Louisa and me. I was lucky to have her on my team in Ishinomaki last weekend. Those two-hour bus rides out to Peace Boat's base camp passed very quickly when we were seated next to each other.
A few days after we had returned to Tokyo, she emailed this to me: "I'm looking out my window at the incredible clutter of buildings and antennae and water towers, lightning rods, ventilation ductwork, water pipes, air conditioners, all chockablock (great Tokyo landscape). There are four guys out there on assorted roofs, dressed kind of like you in the picture (above)! I love this view and how I can see, on the exteriors of the buildings, how all the innards work. But it was another thing to see the innards inside out, so to speak, banged up and shredded, and to think of them as, well, dead."
Here's all of Team 2 (there were six teams of 7 total) at the end of our second work day, posing in front of the heap of trash bags we had spent the last several hours filling with toxic gutter slime and contaminated soil from somebody's yard (two other teams worked with us on this).

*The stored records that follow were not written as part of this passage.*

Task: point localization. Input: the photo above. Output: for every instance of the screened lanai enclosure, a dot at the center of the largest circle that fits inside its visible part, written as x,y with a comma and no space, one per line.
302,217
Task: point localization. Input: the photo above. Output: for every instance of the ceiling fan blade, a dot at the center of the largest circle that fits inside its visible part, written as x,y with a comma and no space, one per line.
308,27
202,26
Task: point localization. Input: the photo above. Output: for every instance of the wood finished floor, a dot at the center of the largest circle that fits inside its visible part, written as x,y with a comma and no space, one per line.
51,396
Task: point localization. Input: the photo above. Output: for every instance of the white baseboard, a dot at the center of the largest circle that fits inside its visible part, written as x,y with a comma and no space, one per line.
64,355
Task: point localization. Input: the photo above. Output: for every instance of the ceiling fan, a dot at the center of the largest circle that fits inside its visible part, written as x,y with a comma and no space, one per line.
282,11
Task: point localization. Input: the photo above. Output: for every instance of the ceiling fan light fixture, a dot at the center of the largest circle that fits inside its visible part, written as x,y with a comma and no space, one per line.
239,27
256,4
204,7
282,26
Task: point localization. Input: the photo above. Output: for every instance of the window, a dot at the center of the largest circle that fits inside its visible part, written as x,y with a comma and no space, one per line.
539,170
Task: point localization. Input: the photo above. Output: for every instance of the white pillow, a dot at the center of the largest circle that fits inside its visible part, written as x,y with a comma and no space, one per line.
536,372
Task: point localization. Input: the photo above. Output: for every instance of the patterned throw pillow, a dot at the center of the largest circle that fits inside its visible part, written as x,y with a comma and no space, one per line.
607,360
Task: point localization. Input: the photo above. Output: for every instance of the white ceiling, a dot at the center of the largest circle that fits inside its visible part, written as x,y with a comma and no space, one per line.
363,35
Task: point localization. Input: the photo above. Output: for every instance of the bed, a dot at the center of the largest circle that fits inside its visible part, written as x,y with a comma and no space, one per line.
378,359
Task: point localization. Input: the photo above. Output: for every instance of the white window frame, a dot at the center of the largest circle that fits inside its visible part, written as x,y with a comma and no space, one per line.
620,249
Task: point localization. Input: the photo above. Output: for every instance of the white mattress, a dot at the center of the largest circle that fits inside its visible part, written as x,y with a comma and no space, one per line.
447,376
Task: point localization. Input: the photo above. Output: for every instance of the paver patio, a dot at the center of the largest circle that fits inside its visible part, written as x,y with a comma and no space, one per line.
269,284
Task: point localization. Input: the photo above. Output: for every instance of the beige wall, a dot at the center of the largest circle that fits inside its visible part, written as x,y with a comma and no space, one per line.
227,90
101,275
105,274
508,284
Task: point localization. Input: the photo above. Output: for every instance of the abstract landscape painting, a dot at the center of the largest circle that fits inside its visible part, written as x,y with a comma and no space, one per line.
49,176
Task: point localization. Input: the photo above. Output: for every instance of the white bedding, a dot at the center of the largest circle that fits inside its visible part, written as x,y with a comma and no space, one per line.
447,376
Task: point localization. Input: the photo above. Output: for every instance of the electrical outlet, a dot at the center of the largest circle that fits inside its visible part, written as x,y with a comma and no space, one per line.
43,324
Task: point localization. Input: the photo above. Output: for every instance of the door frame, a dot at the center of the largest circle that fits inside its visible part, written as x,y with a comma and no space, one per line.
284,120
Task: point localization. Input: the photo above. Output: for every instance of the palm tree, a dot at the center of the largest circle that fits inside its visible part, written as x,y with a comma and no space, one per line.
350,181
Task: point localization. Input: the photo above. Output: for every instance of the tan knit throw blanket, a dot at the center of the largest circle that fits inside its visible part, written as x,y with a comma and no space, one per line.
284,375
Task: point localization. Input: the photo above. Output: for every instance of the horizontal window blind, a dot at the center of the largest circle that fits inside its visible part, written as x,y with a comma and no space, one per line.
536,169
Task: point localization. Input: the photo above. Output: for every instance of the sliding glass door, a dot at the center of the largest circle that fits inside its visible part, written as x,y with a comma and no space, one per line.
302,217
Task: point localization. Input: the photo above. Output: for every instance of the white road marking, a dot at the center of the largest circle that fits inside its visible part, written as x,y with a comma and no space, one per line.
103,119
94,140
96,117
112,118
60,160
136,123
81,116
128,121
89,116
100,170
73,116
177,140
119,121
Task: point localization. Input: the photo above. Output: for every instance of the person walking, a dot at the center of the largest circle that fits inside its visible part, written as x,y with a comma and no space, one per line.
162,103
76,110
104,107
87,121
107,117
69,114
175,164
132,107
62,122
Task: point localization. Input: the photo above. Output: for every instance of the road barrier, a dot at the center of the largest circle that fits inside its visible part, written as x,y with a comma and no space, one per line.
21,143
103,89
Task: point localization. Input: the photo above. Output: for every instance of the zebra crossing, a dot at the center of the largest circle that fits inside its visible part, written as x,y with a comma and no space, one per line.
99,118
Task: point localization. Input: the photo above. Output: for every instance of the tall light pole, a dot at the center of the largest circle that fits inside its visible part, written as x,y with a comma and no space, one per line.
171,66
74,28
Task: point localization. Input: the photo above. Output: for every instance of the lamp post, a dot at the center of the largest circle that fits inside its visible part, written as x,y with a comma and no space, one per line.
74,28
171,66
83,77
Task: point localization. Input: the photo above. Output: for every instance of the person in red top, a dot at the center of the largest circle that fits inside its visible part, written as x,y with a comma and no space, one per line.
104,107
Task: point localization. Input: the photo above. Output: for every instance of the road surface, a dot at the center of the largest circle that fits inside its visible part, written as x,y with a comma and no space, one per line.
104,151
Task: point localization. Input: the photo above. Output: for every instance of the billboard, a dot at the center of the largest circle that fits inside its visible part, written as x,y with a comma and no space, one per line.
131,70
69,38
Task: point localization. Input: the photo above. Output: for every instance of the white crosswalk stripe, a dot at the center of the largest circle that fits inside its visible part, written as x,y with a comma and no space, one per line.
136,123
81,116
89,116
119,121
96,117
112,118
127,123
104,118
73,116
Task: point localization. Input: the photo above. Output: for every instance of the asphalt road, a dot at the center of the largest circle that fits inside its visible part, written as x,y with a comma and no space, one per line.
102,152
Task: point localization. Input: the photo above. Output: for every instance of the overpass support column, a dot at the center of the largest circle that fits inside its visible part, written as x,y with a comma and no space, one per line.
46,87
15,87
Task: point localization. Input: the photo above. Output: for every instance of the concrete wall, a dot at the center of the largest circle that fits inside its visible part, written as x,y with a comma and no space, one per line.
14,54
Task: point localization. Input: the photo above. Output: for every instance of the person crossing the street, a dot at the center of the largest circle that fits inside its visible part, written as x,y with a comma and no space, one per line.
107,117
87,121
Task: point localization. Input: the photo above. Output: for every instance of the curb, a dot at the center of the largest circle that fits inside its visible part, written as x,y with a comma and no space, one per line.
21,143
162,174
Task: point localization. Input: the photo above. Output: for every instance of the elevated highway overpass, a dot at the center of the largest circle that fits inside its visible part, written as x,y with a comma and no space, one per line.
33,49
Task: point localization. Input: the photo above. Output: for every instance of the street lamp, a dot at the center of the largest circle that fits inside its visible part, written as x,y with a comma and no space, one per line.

From right to left: The corporate trainer (Miyuki, Japanese), the Japanese translator (Brendan, American), the seasoned Peace Boat volunteer (Kenta, Japanese, assigned to make sure we didn't hurt ourselves, I imagine - see previous post), the construction firm exec (Adrian, Australian), the business school professor and organizer of this whole weekend (Tish, American), the history professor (Louisa, American), the writer (me, American), and the recruiter (Tomoyo, Japanese). Love all you guys.
And here's the whole lot of us:
It looks like Yoshioka-san, Peace Boat's founding director (front row, second from left, with Kenta sitting to his right) is holding up my chin with his thumb.